Now try to reconnoiter what were the motivations behind your decisions and actions in the past.
Soul searching, try to ascertain what are the values you hold in esteem.
Now, armed with bona fide sincerity ask yourself:
Are you upholding these values in your motivations that trigger off actions?
Or are these values simply utopic representations that make you feel good?
Are they imaginary ideals that one does not have the courage to actuate in one's life?
Or are there obstacles in one's life that make it impossible to actuate them?
Try to acknowledge, to "own," your mistakes, and give yourself credit for any excellent decisions
that have proven helpful and meaningful.
Check yourself from slipping into justifications to protect your self image, thereby deceiving
yourself and others.
One needs to distinguish between mistakes committed from:
- inadvertently having failed to take precautions,
- mis-assessing a situation,
- making a decision to foster what one believes is in one's interest at the cost of another
regardless of the distress it can inflict,
- willfully harming another or putting spanners in his or her wheels out of resentment, revenge,
jealously, or hatred,
- deceiving another and even oneself by justifying acts of bad faith on false pretences.
Self As Object of Our Concentration
You are yourself the object of your realization.

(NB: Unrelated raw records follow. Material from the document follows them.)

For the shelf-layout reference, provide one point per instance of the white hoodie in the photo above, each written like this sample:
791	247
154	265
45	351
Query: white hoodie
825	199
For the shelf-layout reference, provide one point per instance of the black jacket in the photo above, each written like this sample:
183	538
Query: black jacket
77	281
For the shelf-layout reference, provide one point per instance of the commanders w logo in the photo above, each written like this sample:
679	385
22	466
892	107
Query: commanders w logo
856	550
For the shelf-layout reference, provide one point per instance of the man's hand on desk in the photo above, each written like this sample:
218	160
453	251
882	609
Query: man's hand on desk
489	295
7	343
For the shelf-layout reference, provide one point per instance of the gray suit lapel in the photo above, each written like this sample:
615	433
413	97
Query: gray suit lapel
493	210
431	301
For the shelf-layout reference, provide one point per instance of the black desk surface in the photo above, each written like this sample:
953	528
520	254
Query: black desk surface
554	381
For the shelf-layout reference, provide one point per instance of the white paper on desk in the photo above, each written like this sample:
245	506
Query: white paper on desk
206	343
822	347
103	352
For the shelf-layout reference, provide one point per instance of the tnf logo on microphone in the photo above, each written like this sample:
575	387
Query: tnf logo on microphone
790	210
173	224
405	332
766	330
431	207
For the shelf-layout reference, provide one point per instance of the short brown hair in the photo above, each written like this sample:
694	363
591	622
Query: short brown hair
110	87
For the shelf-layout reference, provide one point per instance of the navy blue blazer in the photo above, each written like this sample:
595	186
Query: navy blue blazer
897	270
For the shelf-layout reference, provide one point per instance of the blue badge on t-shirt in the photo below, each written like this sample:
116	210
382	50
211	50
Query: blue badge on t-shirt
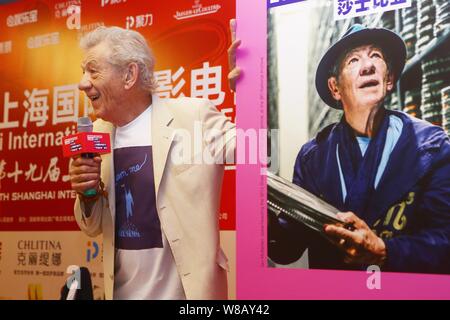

For the secret of all knowledge that one acquires in the world, whether worldly knowledge or spiritual knowledge is the knowledge of the self.
Ask yourself how all you see affects you and what is your reaction to it all. First how does your spirit react to the objects or the conditions you encounter, to the sounds you hear, to the words people speak to you. Secondly see what effect you yourself have on objects, conditions and individuals when you come in contact with them.
Weigh and measure all that springs in yourself.
One should learn one's condition, the condition of one's spirit, of one's mind, of one's body, one's situation in life and one's individual relationship with others.
Rather than allowing oneself to be exposed to impressions as a mirror reflects that to which it is exposed, Hazrat Inayat Khan advocates nurturing these impressions so that they will spur our personal creativity.
Mind is a receptacle of all to which it is exposed. It is like the photographic plate; and therefore all conditions, happy or unhappy, all actions, good or bad, all that is beautiful or void of beauty, become impressed upon the mind. Its first impression is on the surface, and as the impression is retained in the mind so it reaches the depth of the heart. It is like a photographic plate; once it is developed the impression becomes clear and deeply engraved. But the photographic plate is not creative and the heart is creative. Therefore every impression which once reaches the heart becomes as a seed in a fertile ground. The heart reproduces all it has received.
Working With the Qualities of Our Psyche
It now becomes clear that our ability to deal with our problems is a function of the qualities that we actuate in our psyche and it is our self image (which is not our self but our false notion of ourselves) that blocks the unfurling of these qualities by our refusal to acknowledge who we are in all of its dimensions, resourcefulness and flaws.
Rather than regurgitating impressions from outside, turn within focusing on potential qualities that are trying to unfurl in your psyche. Ask yourself what is the quality that I need to reinforce in my being in order to meet the challenge I am faced with. You need to bear in mind that the drawback in figuring out the relevant quality is that we base our judgment on the face value of the problem rather than on what is enacted behind it. Besides, the flaw is that we are assessing ourselves on the basis of our self image instead of who we really are.